Além disso, há outros impactos interessantes a explorar, especialmente para entender a questão dos alimentos. Os bens primários produzidos e vendidos internamente, a rigor, não deveriam ser afetados como os bens mais sofisticados, manufaturados. Ocorre que uma taxa de câmbio mais alta estimula a exportação desses produtos (as commodities), vis-à-vis às vendas realizadas para consumo doméstico. Com a moeda nacional menos valorizada, exporta-se mais e resta menos a vender internamente, movimento que acaba pressionando os preços internos.

Para averiguar se o dólar está alto, não basta observar as idas e vindas da taxa de câmbio, em um determinado período. Afinal, o dólar na casa de R$ 4,70, por exemplo, que se observou há pouco tempo, estava barato? O dólar acima de R$ 6,20, mais recentemente, estava caro? E o patamar atual, abaixo de R$ 6,00?

A resposta está nos fundamentos da análise econômica. Em um regime de flutuação cambial, como é o brasileiro, o mercado determina os preços, por meio dos movimentos que descrevi anteriormente. Contudo, sempre haverá uma referência, o chamado câmbio de equilíbrio, para nos ajudar nessa análise. Essa taxa é aquela que, virtualmente, equilibraria o balanço de pagamentos (sejam as entradas e saídas de dólares em razão de comercialização de bens e serviços, rendas, lucros ou fluxos financeiros).
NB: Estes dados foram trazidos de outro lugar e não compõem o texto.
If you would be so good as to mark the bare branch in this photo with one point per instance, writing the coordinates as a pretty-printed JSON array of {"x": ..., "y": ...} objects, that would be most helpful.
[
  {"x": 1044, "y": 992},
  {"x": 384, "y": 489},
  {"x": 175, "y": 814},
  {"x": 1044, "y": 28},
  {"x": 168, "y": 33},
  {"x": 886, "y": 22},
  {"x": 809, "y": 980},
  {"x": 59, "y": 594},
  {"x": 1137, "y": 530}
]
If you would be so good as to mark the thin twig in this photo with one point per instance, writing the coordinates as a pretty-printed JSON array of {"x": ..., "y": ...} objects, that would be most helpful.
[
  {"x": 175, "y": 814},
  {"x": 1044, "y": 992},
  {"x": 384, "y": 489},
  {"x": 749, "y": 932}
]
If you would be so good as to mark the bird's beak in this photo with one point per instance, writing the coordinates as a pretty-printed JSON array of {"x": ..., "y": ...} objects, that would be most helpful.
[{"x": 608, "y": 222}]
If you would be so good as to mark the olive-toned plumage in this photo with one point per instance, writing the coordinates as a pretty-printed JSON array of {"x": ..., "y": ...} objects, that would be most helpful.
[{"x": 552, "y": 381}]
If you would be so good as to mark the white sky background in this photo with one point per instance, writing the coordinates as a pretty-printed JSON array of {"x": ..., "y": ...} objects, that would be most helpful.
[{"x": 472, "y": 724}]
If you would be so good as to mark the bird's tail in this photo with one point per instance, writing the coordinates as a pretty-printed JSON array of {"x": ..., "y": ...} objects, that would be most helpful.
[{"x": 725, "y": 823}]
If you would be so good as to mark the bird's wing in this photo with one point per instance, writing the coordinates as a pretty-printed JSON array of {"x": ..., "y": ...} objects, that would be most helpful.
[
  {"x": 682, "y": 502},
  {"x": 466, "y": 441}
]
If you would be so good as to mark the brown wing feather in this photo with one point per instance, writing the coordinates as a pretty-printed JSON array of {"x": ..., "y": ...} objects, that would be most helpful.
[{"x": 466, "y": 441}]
Difícil de ser estimada, é possível que ela circunde, hoje, a faixa de R$ 4,50 por dólar. Dito de outra forma, estaríamos operando bem acima do câmbio de equilíbrio. A explicação para isso estaria no aumento da percepção de risco dos agentes econômicos, que agem não apenas no mercado à vista de dólares, mas também no mercado futuro, a influenciar os preços no presente.

Um componente fundamental na determinação da taxa de câmbio são as taxas de juros internas e externas. Elas influenciam o dólar, porque uma maior quantidade de dólares tende a vir para o país quando os juros internos são muito maiores do que os externos. Quando a Selic está muito acima dos juros americanos, o estímulo à entrada de capitais é elevado, porque o ganho é alto, mesmo descontando-se o risco embutido na operação de trazer recursos para o Brasil.

Neste momento, enquanto os Estados Unidos operam com juros na casa de 5% ao ano, o Brasil pratica uma Selic de 12,25%. E o Banco Central já sinalizou, no final de 2024, que elevaria em mais 2 pontos percentuais a taxa básica nas primeiras reuniões do Comitê de Política Monetária (Copom) de 2025. Nesta semana, deverá cumprir-se a primeira parte da promessa.

Não é apenas o diferencial de juros, entretanto, que explica a taxa de câmbio. O risco, como mencionei, é fundamental. E essa percepção de maior ou menor risco relaciona-se diretamente à avaliação dos agentes econômicos a respeito da capacidade de crescimento econômico, da estabilidade institucional, do equilíbrio das contas públicas, da própria atuação do Banco Central, da evolução da balança comercial e do cenário internacional.

Na última semana, o movimento do real frente ao dólar surpreendeu. A meu ver, reflexo das perspectivas para a economia americana, do grau de protecionismo a ser imprimido sob Trump e da viabilidade das medidas pretendidas. A economia brasileira não piorou significativamente, no fim do ano passado, quando o dólar ultrapassou os R$ 6,00, tampouco melhorou, significativamente, agora, quando ele retornou a patamares inferiores a essa marca.

A montanha de Trump não pariu, no segmento econômico, mais do que meia dúzia de ratos, até o momento. Medidas econômicas, sobretudo no âmbito das políticas de comércio exterior, demandam fundamentação técnica e preparação, como pontuou o ex-embaixador brasileiro em Washington Rubens Barbosa, no Canal Livre, da TV Bandeirantes.

Se houver uma normalização das expectativas, passada a tempestade da questão da inflação de alimentos, e o Ministro Fernando Haddad conseguir avançar com novas ações de contenção das despesas públicas, a tendência é o real ganhar força contra o dólar.

O incentivo para isso é evidente: a inflação aleija, a taxa de câmbio mata e a inflação do dólar - se a coisa descambasse para efeitos também no setor de serviços - poderia representar a pá de cal no que restasse.